Fox News says the wreck of the American freighter ‘El Faro’, which sank early last month after Hurricane Joaquin struck, has been located at a depth ‘of 15,000 feet, off the Bahamas. On board the cargo were 33 crew members: 28 American and 5 Poles. Nobody and survived.

Focus reports the Bulgarian police have found 129 refugees, including 58 children, in a refrigerated truck from Turkey. The refugees, who had no documents with them but said they were Syrians, were hidden behind packs of bottles of mineral water. The driver of the truck, a Turk, has been arrested.

Roman Polanski’s victim, Samantha Geimer, has told NBC News in an exclusive interview she’s “very pleased” a Polish court rejected a US extradition request for the famed director, calling the decades-long legal battle a “travesty” that has brought unnecessary harm.
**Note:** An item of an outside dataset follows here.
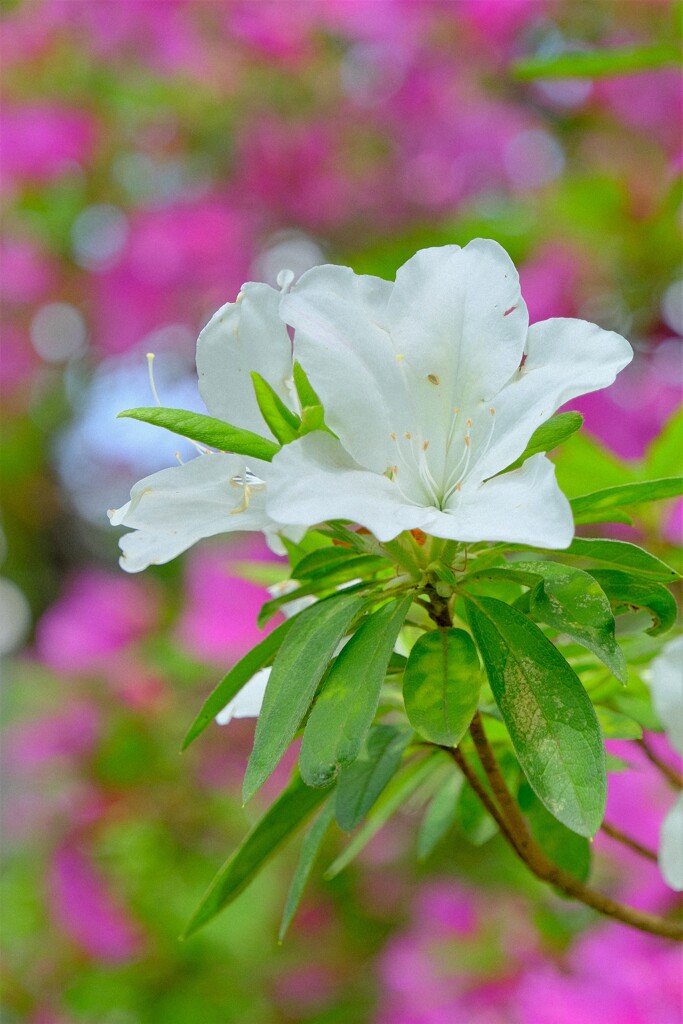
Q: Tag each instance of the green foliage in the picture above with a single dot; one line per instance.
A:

Geimer, 52, said that’s partially for “selfish” reasons – the media attention around each twist and turn of the nearly 40-year saga has been “horrible” for her and her family.

A yearlong Associated Press investigation uncovered about 1,000 officers in six years who lost their licenses to work in law enforcement for rape, other sex crimes or sexual misconduct. The agency says the number is unquestionably an undercount because it represents only those officers who faced an administrative process known as decertification, and not all states take such action or provided records. Most of the officers have been convicted and are serving time. Some await trial.

Hollywood Reporter announces the death of Al Molinaro, the loveable character actor with the hangdog face who was known to millions of TV viewers for playing Murray the cop on “The Odd Couple” and malt shop owner Al Delvecchio on “Happy Days”. He was 96. Molinaro, retired from acting since the 1990s, died of complications of gallstone problems, his son said.